De Villeneuve often wrote letters full of deep sentiment and passionate eloquence; and welcome, oh, how welcome ! let those say who have dwelt six hundred miles from that magic spot we call our home! And Julian wrote, but less frequently, but he was struggling with Fate; he was toiling to maintain himself, and to assist them. He spoke of Augusta's marriage with perfect calm, and his letters were become cheerful, and sometimes even merry.

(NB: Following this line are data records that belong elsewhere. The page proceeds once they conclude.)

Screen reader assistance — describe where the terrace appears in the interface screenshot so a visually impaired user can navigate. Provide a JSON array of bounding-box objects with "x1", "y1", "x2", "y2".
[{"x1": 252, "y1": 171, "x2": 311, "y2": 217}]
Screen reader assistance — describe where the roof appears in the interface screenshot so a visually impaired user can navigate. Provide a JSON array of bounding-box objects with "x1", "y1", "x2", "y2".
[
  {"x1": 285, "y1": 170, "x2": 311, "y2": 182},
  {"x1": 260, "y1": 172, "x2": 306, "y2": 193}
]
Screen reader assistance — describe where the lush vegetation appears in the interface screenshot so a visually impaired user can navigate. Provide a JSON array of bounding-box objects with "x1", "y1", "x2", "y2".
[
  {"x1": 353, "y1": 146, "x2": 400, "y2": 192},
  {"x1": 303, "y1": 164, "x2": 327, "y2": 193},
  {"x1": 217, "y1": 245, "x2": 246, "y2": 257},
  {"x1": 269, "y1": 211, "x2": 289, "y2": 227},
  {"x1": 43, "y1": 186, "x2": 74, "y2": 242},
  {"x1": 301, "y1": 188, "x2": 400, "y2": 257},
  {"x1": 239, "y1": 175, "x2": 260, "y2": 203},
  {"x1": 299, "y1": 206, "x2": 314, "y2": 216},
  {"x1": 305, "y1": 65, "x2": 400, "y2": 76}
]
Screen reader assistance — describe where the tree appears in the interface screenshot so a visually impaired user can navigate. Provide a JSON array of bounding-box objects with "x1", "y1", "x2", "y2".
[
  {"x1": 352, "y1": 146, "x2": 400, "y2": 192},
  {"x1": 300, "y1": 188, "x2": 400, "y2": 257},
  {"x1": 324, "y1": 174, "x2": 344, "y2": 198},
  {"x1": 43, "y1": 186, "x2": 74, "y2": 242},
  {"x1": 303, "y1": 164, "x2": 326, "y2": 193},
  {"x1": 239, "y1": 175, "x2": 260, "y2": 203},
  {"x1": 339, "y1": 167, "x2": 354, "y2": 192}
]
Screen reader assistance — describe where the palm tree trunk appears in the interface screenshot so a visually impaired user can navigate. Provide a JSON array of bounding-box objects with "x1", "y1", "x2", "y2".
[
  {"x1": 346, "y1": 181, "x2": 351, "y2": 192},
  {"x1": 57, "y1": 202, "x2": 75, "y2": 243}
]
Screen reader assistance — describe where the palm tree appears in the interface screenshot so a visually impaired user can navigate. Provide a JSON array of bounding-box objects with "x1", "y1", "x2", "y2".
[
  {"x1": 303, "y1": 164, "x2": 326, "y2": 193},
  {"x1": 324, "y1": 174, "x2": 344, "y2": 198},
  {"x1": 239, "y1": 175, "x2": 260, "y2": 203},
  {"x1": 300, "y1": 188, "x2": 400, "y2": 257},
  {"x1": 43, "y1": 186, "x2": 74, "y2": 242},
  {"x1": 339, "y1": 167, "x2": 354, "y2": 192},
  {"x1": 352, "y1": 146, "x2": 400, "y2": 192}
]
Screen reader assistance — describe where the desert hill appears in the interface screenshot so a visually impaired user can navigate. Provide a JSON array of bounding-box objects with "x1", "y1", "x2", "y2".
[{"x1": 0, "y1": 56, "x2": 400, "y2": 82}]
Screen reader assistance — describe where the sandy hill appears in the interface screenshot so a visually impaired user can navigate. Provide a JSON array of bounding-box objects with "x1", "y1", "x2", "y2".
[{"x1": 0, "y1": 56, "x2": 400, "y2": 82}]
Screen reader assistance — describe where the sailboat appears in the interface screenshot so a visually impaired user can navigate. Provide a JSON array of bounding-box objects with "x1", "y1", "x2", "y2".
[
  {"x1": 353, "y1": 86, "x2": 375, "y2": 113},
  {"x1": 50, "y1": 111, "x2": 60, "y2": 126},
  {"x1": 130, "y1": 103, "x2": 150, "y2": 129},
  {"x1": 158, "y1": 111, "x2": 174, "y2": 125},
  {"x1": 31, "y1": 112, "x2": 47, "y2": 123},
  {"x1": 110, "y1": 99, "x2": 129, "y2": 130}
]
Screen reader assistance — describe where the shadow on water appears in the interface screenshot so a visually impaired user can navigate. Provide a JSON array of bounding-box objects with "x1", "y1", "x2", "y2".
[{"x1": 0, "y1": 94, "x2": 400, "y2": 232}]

Augusta wrote seldom, and with little but details of fashionable acquaintance, fine parties, and new modes. Annie's letters were short and unsatisfactory; but she pleaded her engrossing pursuits, and thus quieted the ready apprehensions of all who loved her; and things were in this state when the snows began to melt away, and Spring to dawn on the desolate earth.
“I dream of Love, enduring faith, a heart
The Sea Captain.
The London season had commenced, and La Zelie was to re-appear as prima donna. The beau monde was in a fever of expectation to see her again ; and she, wan and wasted, vainly tried to rouse her spirit, and summon up strength and courage for the many-headed monster she had to face.
Mrs. Chester was still her chaperon; no change had taken place in her; she was of the unfeeling, and, therefore, the unchangeable school; she had a set of looks, speeches, attitudes, and occupations -- whatever happened, she continued these ; no events swept her along with them. She smiled, canted, chatted, and knitted, come what would; but Zelie was accustomed to her, and she would have dreaded strange eyes, however kind, more than those round, light orbs, which were like blue stones, so cold and soulless; for, to their expression, or, rather, want of expression, she was used.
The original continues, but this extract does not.